A key consideration in the long-term tax strategy is aligning GST with a broader tax reform agenda, that is shifting from direct taxes to indirect taxes, by decreasing direct tax rates and increasing indirect tax rates. Malaysia’s current headline corporate income tax rate at 24% is uncompetitive compared to regional peers though the Government has argued that our effective tax rate is much lower given the generous tax incentives, deductions, exemptions, reliefs and capital allowances. The current worldwide trend is shifting from direct taxes to indirect taxes. Many countries that have implemented GST or value-added tax (VAT) to ameliorate the burden of indirect taxes by lowering direct taxation.
The primary concern regarding GST is that it will increase inflation, and higher prices of goods and services, resulting in high cost of living, impacting the low-income households.
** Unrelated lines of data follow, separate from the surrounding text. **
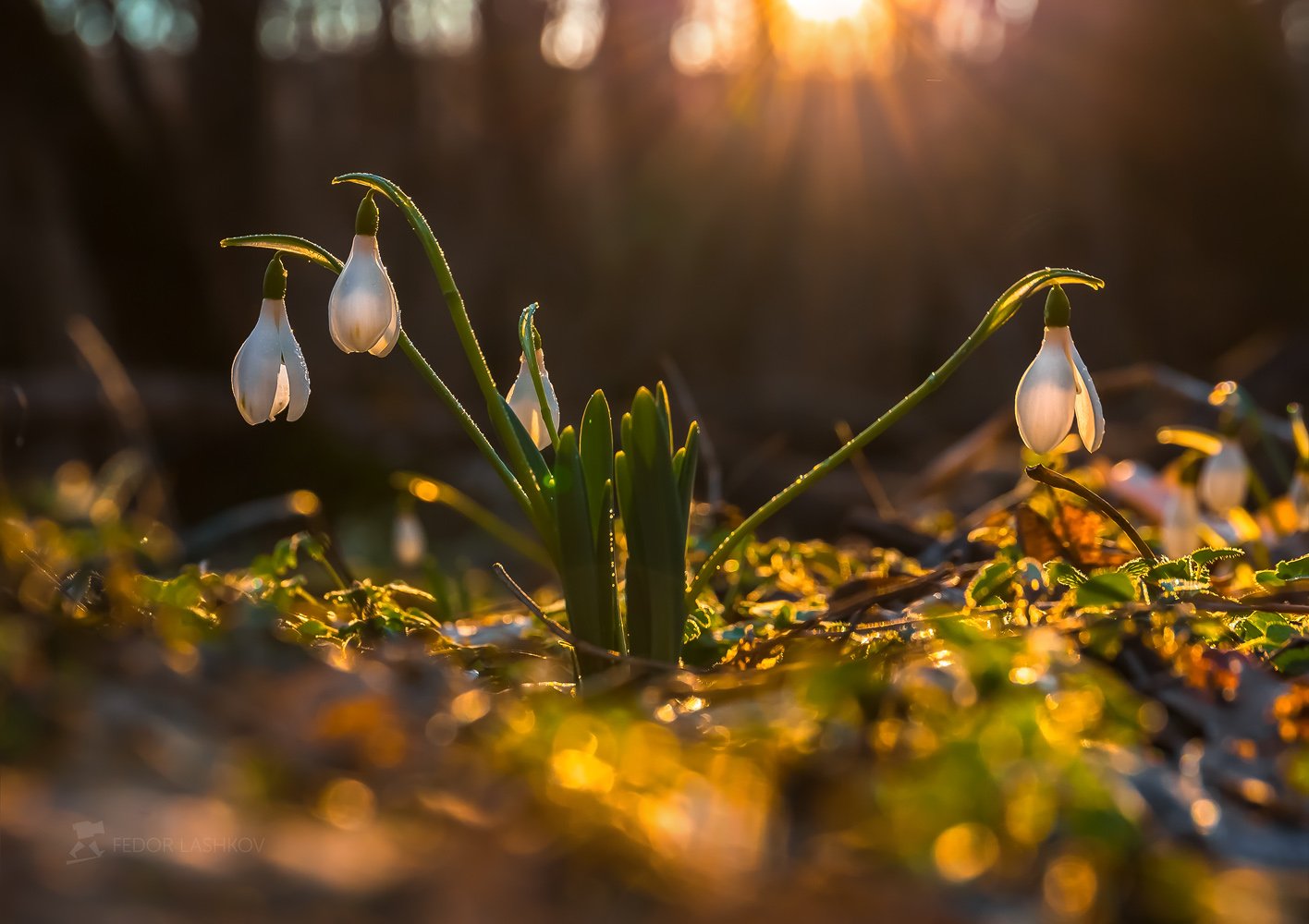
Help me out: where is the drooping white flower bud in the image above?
[1160,481,1200,559]
[1013,286,1105,455]
[327,192,400,356]
[232,257,309,424]
[1198,440,1250,513]
[506,349,559,449]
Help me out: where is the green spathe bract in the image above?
[221,173,1104,682]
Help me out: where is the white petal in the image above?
[1160,484,1200,559]
[506,351,554,449]
[275,305,309,421]
[368,296,400,356]
[268,365,290,420]
[232,298,284,424]
[1013,327,1077,453]
[1068,334,1105,453]
[327,235,399,353]
[1199,440,1250,513]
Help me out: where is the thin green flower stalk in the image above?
[687,268,1105,596]
[331,173,550,529]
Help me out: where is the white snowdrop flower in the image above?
[1160,481,1200,559]
[391,510,427,568]
[506,349,559,449]
[1199,440,1250,513]
[327,192,400,356]
[232,257,309,424]
[1013,286,1105,455]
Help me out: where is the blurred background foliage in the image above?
[0,0,1309,544]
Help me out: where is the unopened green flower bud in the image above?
[263,252,287,298]
[355,189,381,237]
[1046,286,1072,327]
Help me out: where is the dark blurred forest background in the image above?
[0,0,1309,557]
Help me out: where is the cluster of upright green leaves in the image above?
[614,383,701,663]
[509,305,699,675]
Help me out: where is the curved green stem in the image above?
[1023,465,1158,562]
[393,471,555,568]
[218,235,346,274]
[687,268,1105,601]
[331,173,550,526]
[399,327,541,530]
[218,228,542,530]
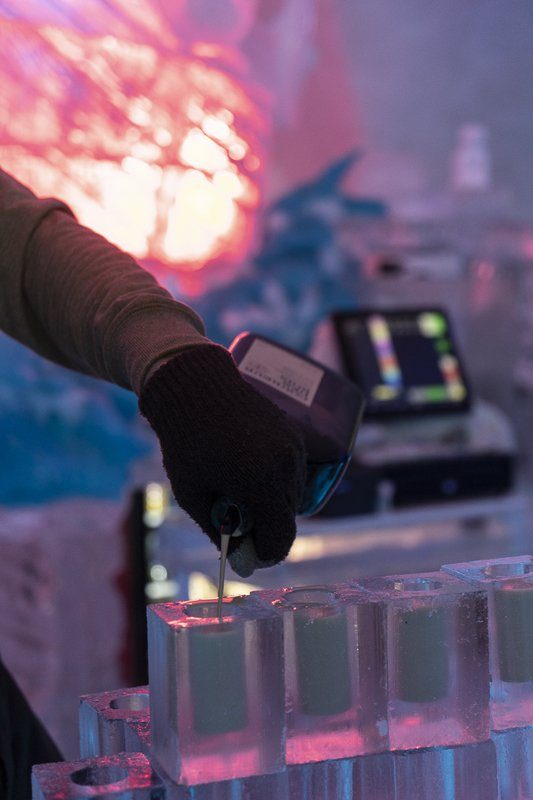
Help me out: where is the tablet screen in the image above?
[334,308,469,416]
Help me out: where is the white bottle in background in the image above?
[451,123,491,193]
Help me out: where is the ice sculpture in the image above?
[443,556,533,730]
[148,598,285,784]
[253,586,388,764]
[354,572,490,750]
[32,753,166,800]
[80,686,150,758]
[492,720,533,800]
[33,556,533,800]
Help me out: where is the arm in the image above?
[0,171,209,394]
[0,171,305,574]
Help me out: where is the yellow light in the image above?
[163,169,236,261]
[229,139,246,161]
[180,128,229,172]
[144,483,167,528]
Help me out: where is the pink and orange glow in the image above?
[0,13,268,270]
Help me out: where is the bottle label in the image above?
[238,339,324,407]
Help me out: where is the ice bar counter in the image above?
[32,556,533,800]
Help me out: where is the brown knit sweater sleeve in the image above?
[0,170,208,393]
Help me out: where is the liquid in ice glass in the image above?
[148,597,285,785]
[253,586,388,764]
[443,556,533,730]
[354,572,490,750]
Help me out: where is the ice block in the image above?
[492,725,533,800]
[165,771,288,800]
[32,753,166,800]
[148,597,285,785]
[354,572,490,750]
[289,759,354,800]
[394,740,496,800]
[79,686,150,758]
[442,556,533,730]
[353,752,394,800]
[253,586,388,764]
[124,714,152,755]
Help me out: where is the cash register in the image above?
[312,307,516,516]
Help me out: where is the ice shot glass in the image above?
[32,753,167,800]
[253,586,388,764]
[442,556,533,730]
[79,686,150,758]
[148,597,285,785]
[354,572,490,750]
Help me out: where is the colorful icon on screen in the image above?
[418,311,448,339]
[368,314,402,387]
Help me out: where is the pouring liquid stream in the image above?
[217,533,231,622]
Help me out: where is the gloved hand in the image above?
[139,345,306,577]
It is reckoned that there were price increases when the GST was introduced. However, these concerns can be mitigated by expanding the zero-rated scope for essential goods and services, direct cash assistance to the targeted vulnerable groups, and implementing robust price monitoring mechanism to rein in excessive price increases. Strengthening consumer awareness initiatives will enhance public confidence in GST and anchoring inflationary expectations.
A crucial factor in ensuring its smooth implementation will be businesses’ readiness and robust technology infrastructure. ACCCIM’s survey indicated that businesses would need at least 6 to 12 months of preparation for the GST. Compliance concerns, including cumbersome procedures and high costs, must be addressed through improved GST refund mechanisms, streamlined reporting processes, and user-friendly filing systems. Businesses expect the government’s support in areas such as financial grants for system upgrades, tax holidays, and comprehensive training programmes.
In conclusion, a strong narrative backed by an extensive education programme is key to an effective reintroduction of GST for ensuring a sustainable revenue mechanism. Clear guidelines, price surveillance and anti-profiteering enforcement, and stakeholders’ engagement are essential in securing public and business confidence in the GST.